One of the oddest aspects of the case is the lack of missing persons’ reports to correlate with the victims’ identity. Four individuals went missing, but no one noticed their absence, including a school-aged child? It may be that the only person who noted their absence was the person who killed them.

These victims remain nameless, but science has made some connections between them. Mitochondrial DNA testing determined that the adult female is related through the maternal line to the oldest and youngest children. She could be their mother, their sister or their aunt. The middle child is not related through the maternal line, but could be related through a paternal branch of the family. Further modern DNA testing may shed more direct light on family relationships between the victims.

Recently, the New Hampshire State Police asked the National Center for Missing & Exploited Children to do a facial reconstruction of the four victims in hopes that someone might recognize them and be able to provide some leads in the case.

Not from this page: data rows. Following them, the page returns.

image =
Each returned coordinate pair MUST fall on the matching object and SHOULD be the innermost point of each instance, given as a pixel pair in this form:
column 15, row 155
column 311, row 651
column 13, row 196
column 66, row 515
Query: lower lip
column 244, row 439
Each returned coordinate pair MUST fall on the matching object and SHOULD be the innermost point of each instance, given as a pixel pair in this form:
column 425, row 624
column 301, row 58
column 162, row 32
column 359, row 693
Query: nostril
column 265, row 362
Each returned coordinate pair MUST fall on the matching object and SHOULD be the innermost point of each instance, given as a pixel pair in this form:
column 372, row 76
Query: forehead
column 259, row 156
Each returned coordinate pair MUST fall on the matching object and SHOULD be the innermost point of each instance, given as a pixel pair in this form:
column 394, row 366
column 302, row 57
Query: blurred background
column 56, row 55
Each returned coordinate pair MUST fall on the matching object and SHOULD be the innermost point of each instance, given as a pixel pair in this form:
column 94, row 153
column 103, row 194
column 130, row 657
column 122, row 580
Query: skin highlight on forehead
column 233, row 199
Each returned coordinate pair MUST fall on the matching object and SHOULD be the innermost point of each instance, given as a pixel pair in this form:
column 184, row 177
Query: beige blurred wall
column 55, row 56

The three-dimensional digital reconstructions below are the result of those efforts:

Case evidence as well as dental condition leads investigators to believe that the victims were not visible members of society. They may not have been local residents, or even American, an aspect which greatly complicates their efforts.

But the victims are not forgotten, especially by the residents of Allenstown. A single headstone marks the passing of the first two victims and residents have already stated that they’d like to be able to provide a marker bearing the names of all four victims.

If anyone recognizes any of the victims or has any information that could assist investigators, please call 1-800-THE-LOST (1-800-843-5678).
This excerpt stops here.